Холланд с прилетевшей дамой направляются в сторону конференц-зала, где мы провели наше первое совещание. За ними на почтительном расстоянии следует молодой человек в очках. Сын? Внук? Вряд ли. Скорее, секретарь.
Я осторожно следую за ними, стараясь держаться на расстоянии. По пути забредаю в небольшое кафе, где и разворачиваю временный штаб.
— Сколько же мы не виделись? — звучит в моих наушниках женский голос.
В нем слышится едва уловимый славянский акцент. Любой другой человек в безупречном оксфордском английском гостьи ни за что не распознал бы его, но мое ухо натренировано на такие нюансы.
— Десять лет, — отвечает Холланд. — Вернее, девять лет и восемь месяцев. Как Алекс?
— Хорошо.
— Какой он? — не отступает Холланд. — Чем интересуется? Что любит? Какое место вы ему уготовили? Ему ведь уже шестнадцать.
В его голосе чувствуются мягкость и теплота.
— Я регулярно высылаю вам отчеты, как мы и договаривались.
— Зачем вы так, Ольга Андреевна.
Теперь голос Холланда полон разочарования и печали.
— Я бы все отдал на свете, чтобы мой сын был со мной.
— Вы заключили соглашение.
— Да, заключил, и ни разу не нарушил ваши условия, княгиня. Я ни разу не приблизился к сыну.
— И тем не менее, вы прекрасно осведомлены о жизни Алесио. И не надо отрицать очевидное, вокруг нас постоянно крутятся ваши соглядатаи.
— А я и не отрицаю. Если у меня нет возможности видеться с сыном из-за ваших запретов, то это единственное, что мне остается делать. Но, мне кажется, сюда вас привело отнюдь не желание побеседовать со мной об Алексе. Итак?
В разговоре возникла долгая пауза. Настолько долгая, что я даже забеспокоилась — не отказал ли передатчик. Но тут в наушниках раздался голос княгини:
— Эдвард, пора это прекратить. Убито пятеро наших игроков. За всю историю игры никто и никогда не опускался до такой низости. Я прошу вас, остановите это.
Холланд смеется, но в его смехе не чувствуется веселья.
— Теперь вы меня просите… Помните, как шестнадцать лет назад я просил вас? Умолял, валялся в ногах, готов был все бросить, ради… Но вы были непреклонны. И спустя четыре года, когда погибла Ольга, я вновь просил и умолял вас. И опять вы не снизошли до моих просьб. Помните, что я тогда сказал вам? Настанет тот день, когда вы сами придете ко мне. И что вы мне ответили?
В разговоре опять повисло молчание.
— Княгиня, сослаться на забывчивость не получится, я прекрасно осведомлен о вашем здоровье. Память у вас как у двадцатилетней.

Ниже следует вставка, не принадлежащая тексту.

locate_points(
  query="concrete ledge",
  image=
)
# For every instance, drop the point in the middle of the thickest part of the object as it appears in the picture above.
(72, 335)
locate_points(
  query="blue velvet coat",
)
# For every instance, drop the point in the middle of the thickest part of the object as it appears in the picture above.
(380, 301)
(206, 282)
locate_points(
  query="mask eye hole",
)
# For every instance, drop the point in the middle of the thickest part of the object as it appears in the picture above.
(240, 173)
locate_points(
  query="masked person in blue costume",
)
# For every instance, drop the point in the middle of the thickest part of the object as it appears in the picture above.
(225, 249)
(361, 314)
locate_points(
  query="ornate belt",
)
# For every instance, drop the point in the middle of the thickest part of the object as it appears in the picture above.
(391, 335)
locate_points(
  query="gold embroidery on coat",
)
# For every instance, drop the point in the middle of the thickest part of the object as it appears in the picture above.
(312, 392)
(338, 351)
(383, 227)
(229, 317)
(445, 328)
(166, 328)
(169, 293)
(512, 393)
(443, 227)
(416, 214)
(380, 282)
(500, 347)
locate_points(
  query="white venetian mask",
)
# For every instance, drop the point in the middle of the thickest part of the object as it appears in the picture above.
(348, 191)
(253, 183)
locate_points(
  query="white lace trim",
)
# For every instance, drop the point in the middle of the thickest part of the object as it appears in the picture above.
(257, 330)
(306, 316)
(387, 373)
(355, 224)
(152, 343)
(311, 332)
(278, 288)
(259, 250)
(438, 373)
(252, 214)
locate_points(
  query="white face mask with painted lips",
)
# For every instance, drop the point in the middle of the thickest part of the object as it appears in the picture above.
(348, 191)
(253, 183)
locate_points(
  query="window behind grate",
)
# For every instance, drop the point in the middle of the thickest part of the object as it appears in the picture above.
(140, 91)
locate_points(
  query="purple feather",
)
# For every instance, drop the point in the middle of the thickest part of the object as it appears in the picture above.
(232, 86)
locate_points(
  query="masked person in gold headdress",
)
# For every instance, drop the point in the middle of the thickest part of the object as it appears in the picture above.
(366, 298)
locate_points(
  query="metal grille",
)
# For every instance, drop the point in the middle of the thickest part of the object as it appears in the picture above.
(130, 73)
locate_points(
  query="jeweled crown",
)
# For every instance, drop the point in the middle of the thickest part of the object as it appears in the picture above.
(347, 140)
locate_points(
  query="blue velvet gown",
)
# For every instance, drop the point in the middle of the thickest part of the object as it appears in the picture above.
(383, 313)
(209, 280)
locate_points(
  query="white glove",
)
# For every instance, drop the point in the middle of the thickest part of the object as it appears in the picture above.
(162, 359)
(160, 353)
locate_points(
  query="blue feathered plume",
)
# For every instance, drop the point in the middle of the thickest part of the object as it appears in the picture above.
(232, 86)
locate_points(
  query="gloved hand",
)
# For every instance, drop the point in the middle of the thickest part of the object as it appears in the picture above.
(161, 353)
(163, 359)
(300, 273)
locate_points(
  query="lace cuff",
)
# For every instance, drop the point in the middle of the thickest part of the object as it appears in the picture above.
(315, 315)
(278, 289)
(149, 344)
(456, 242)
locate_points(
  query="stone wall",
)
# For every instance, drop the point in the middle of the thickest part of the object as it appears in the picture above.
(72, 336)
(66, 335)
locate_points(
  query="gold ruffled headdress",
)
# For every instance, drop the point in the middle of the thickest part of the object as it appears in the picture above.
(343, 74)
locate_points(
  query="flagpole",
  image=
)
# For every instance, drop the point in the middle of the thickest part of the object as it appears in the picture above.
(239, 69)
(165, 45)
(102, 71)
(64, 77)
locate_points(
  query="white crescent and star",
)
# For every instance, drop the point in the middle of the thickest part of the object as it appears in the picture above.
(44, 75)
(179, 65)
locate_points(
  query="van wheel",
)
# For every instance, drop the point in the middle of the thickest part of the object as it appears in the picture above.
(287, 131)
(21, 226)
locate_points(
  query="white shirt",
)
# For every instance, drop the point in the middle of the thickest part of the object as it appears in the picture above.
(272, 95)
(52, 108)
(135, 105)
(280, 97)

Голос княгини сух, она говорит медленно, но твердо, чеканя каждое слово:
— Я ответила: никогда не настанет тот день, чтобы я обратилась с просьбой к другой стороне. Я ошиблась. Я признаю это. Такой день настал. Я прошу вас прекратить убийства. Это низко и недостойно даже вас. Раньше понятие о чести было присуще и вашей стороне. Вы могли пойти на любые подлости, на любое коварство, любую жестокость, но только не в отношении игры. Неужели вы настолько потеряли веру в себя, что унизились до устранения игроков?
Теперь и в голосе Холланда прорезался металл:
— Не пристало вашей стороне говорить о чести, после того как вы уронили в воды Атлантики самолет, на котором были все двадцать два наших игрока.
Опять долгая пауза. Затем:
— Мы непричастны к этой аварии. Это не может быть случайностью?
Холланд опять невесело смеется:
— Случайность? Припомните хоть одну случайность за долгие тысячи лет, что существует игра. Нет, это была не случайность, это злой умысел. Чей именно — догадаться не сложно. Вы лучше меня знаете, что обычным людям такое не под силу.
— Если вы остановите ваших убийц, я разрешу вам видеться с сыном.
Теперь в голосе британца звучит презрение:
— Вы меня покупаете?
— Если вы не готовы остановить своих соратников исходя из принципов честного соперничества, то я предлагаю вам сделку.
— Мне некого останавливать, мы не убиваем ваших игроков. Нам это не нужно, мы и без этого уверены в своей победе.
В голосе княгини прорезалось волнение:
— Эдвард, поклянитесь сыном.
— Ну что за мелодраматические глупости, — ворчит пилот.
— И тем не менее.
— Ладно, клянусь жизнью сына, я не причастен к гибели ваших игроков, равно как ничего не знаю о том или тех, кто стоит за этими смертями. Ну, теперь вы довольны? Вы верите мне?
— Да, потому что на такое кощунство не способны даже вы. Со своей стороны заявляю, что мы не причастны к трагедии с самолетом.